Suffice it to say that the film makers took some great liberties with James' text, as the resolution to this story is nothing like the movie. Overall I think that this book is a success. James set out to tell not a SF genre tale, but rather an epic tale of a dystopia (or rather, an anti-Utopia) with a strong burst of hope for the future at the end, and that is exactly what she gives you. Where the book fails is not in waiting to examine the true depth of that loss until the very end of the book, but instead using it as part of the back drop for one encounter and conversation after another.
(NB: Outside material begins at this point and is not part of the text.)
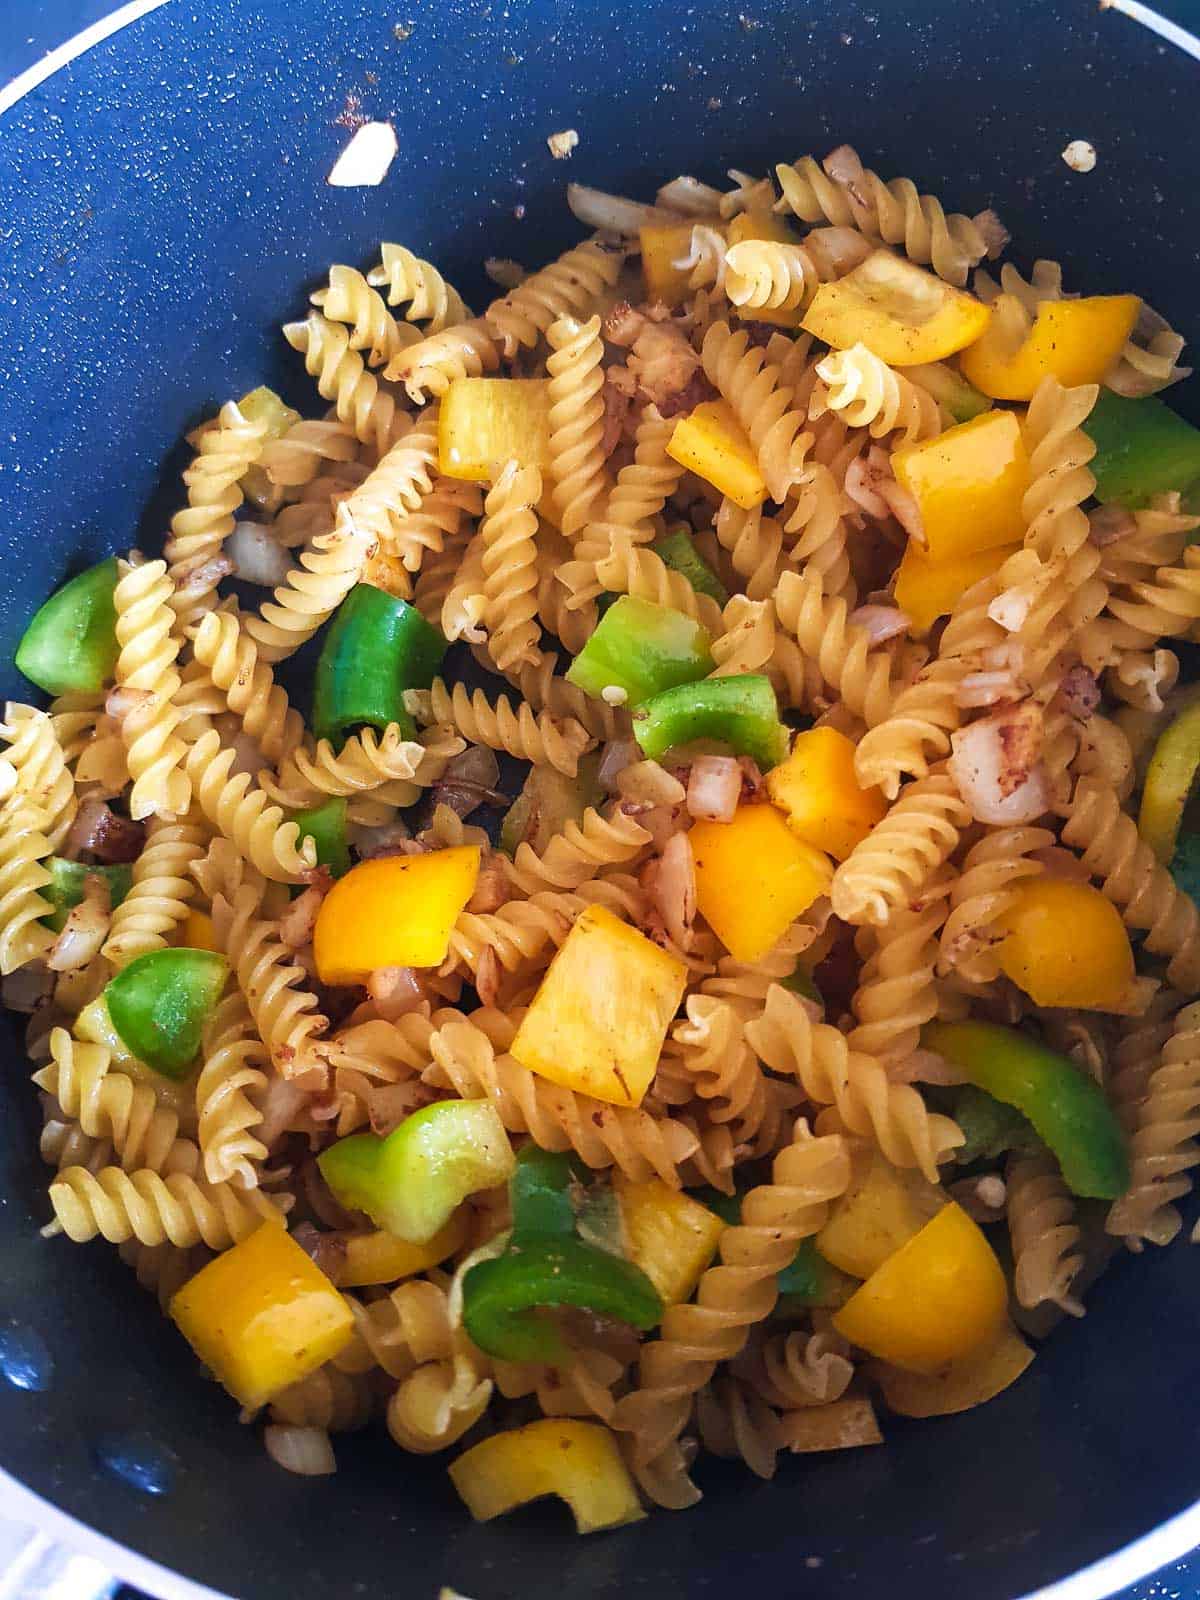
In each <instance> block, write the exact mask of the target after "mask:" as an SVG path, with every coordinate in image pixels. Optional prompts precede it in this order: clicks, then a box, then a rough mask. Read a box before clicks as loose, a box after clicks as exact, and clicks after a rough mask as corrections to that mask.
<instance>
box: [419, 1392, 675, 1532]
mask: <svg viewBox="0 0 1200 1600" xmlns="http://www.w3.org/2000/svg"><path fill="white" fill-rule="evenodd" d="M450 1478H451V1483H453V1485H454V1488H456V1490H458V1491H459V1494H461V1498H462V1501H464V1502H466V1507H467V1510H469V1512H470V1515H472V1517H474V1518H475V1522H491V1518H493V1517H502V1515H504V1512H506V1510H512V1509H514V1507H515V1506H528V1504H530V1502H531V1501H536V1499H546V1496H547V1494H557V1496H558V1498H560V1499H563V1501H566V1504H568V1506H570V1507H571V1514H573V1517H574V1526H576V1530H578V1531H579V1533H598V1531H600V1530H602V1528H619V1526H622V1525H624V1523H627V1522H640V1520H642V1518H643V1517H645V1512H643V1510H642V1504H640V1501H638V1498H637V1490H635V1488H634V1480H632V1478H630V1475H629V1469H627V1467H626V1464H624V1461H622V1459H621V1451H619V1450H618V1446H616V1438H614V1437H613V1435H611V1434H610V1432H608V1429H606V1427H600V1424H598V1422H574V1421H571V1419H570V1418H558V1416H554V1418H550V1416H547V1418H544V1419H542V1421H541V1422H526V1424H525V1427H514V1429H510V1430H509V1432H507V1434H493V1435H491V1438H485V1440H482V1442H480V1443H478V1445H475V1446H472V1448H470V1450H467V1451H464V1453H462V1454H461V1456H459V1458H458V1461H454V1462H453V1466H451V1467H450Z"/></svg>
After the first few chapters it becomes quite obvious that James in not interested in really examining the issue, but rather just interested in assuming the totality of it and all the social ills it brings only. She allows no room for all of the other little victories and hopes that drive us every day, and just sort of assumes that everything else goes away just because the prize at the top of the heap is no longer available. I suppose that I can buy that, but it would have been nice to see some deeper analysis of the issue. As a result the bulk of this book is quite dark, and due to James style the telling of the story is a mixed bag, and also somewhat dry. If it weren't for the fact that James is a master at describing the various policies and exploring the motivations for them, I would have thrown this thing away in disgust. As it is, on the balance I have to say that James gives a book of mixed quality that overall is probably worth the effort for some, but probably not all.